The latest architecture review is:
code-architecture/flowchart-review-cycle-2026-05-17.md
It maps the current code against the flowcharts in ../flow/flow.md and records the gap closed in each pass.
Run the unit and workflow test suite:
uv run pytest -qRun lint:
uv run ruff check .Run only the Qwen/Ollama workflow integration tests:
uv run pytest tests/test_workflow_integration.py -qThose tests skip if Ollama or dongxi-qwen3-4b-q4km is unavailable.
dongxi_agent/
agent.py main model/tool/final loop
agent_architecture.py documented mixin chain and dependency notes
cli.py command-line interface
models.py Ollama, OpenAI, Anthropic, and fake model clients
prompting.py prompt payload construction
context.py transcript projection and compaction metadata
loop_state.py loop and memory-mode snapshots
turns.py turn lifecycle, model output, tool execution, and commit metadata
tools.py tool validation, policy, dispatch, and implementations
tool_registry.py ToolDefinition metadata and default registry
tool_results.py structured tool success/failure objects
file_state.py read baselines and external-change attachments
edit_policy.py freshness checks and diff previews
shell_policy.py shell allow/prompt/forbidden classifier
sandbox.py workspace shell sandbox guard
session_state.py documented top-level session schema
permissions.py permission requests, profiles, and session approvals
validation.py post-edit validation state
hooks.py lifecycle and submit hooks
goals.py session goal state
tasks.py tasks and background shell task state
subagents.py bounded read-only child sessions
artifacts.py large tool-result artifact storage
observability.py prompt usage and trace events
remote_control.py local HTTP remote-control transport
workspace.py live repository snapshot
workspace_tools.py file, symbol, diff, review, and worktree helpers
workspace_paths.py workspace path safety
workspace_events.py watched file events
skills.py SKILL.md discovery and loading
plugins.py local plugin marketplace metadata
mcp.py MCP-style metadata and mock/safe command calls
input_messages.py app-level message and attachment shaping
input_router.py CLI slash/local/model routing
audit.py deterministic harness invariant checks
doctor.py runtime/config diagnostics
Tests live in:
tests/test_dongxi_agent.py
tests/test_workflow_integration.py
- No cloud enrollment, WebSocket reconnect, ack/replay, or multi-client stream tracking for remote control.

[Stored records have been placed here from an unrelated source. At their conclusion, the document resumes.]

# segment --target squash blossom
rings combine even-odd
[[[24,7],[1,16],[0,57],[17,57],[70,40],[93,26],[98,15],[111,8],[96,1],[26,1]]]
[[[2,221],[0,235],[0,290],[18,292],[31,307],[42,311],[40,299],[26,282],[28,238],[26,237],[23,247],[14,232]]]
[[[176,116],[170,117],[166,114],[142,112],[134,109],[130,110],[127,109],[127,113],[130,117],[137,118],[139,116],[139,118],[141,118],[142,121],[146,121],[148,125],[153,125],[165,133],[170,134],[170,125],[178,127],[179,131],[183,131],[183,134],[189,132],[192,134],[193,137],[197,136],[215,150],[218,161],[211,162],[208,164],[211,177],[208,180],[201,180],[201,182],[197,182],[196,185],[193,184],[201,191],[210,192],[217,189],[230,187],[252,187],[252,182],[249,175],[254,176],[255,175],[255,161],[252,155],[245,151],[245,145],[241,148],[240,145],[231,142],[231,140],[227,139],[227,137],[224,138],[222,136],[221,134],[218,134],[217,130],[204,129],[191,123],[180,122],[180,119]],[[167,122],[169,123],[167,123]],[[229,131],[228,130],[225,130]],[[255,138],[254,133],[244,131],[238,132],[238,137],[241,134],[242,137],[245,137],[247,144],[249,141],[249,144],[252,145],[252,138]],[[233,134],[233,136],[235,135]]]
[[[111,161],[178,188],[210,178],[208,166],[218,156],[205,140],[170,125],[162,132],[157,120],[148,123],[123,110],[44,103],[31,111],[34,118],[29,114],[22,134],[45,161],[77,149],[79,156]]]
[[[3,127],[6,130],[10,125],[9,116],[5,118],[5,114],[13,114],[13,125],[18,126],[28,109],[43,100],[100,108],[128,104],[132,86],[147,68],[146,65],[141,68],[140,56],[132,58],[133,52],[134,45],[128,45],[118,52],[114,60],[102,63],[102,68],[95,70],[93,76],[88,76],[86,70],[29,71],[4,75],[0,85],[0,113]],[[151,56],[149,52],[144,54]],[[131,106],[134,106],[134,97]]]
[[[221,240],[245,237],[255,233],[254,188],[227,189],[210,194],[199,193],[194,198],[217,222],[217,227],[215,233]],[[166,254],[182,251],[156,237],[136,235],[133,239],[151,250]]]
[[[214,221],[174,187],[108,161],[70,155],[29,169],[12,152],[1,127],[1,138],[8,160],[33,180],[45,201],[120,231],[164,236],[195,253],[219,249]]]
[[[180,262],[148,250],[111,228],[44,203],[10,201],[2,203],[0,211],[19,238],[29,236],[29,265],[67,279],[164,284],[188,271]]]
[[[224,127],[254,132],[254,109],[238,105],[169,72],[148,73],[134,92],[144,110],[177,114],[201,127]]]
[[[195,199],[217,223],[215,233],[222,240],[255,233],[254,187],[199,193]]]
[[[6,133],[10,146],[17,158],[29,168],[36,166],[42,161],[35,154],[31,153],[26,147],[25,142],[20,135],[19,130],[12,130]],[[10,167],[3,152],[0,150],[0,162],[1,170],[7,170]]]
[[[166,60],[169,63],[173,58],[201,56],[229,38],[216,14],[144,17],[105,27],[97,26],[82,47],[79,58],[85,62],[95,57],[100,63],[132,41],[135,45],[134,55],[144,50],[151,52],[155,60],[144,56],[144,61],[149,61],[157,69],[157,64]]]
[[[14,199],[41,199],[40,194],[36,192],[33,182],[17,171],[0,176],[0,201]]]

- No real OS sandbox beyond the workspace shell guard.
- No concurrent tool execution yet; tool execution metadata currently records
dispatch_mode: serial. - The main agent still uses a broad mixin chain rather than full composition.
- Nested session sections are normalized by their owning mixins rather than represented as one fully typed session object.
- No production MCP client; MCP support is metadata-first with mock results or safe command runtime.
- No worktree-isolated write workers or parallel subagent management.
- No full Codex or Claude Code parity. Those systems are architecture references, not implementation targets.
DongXi Agent is licensed under the Apache License 2.0. See LICENSE.
DongXi starts from the mini-coding-agent teaching implementation. Codex and Claude Code are architecture references only.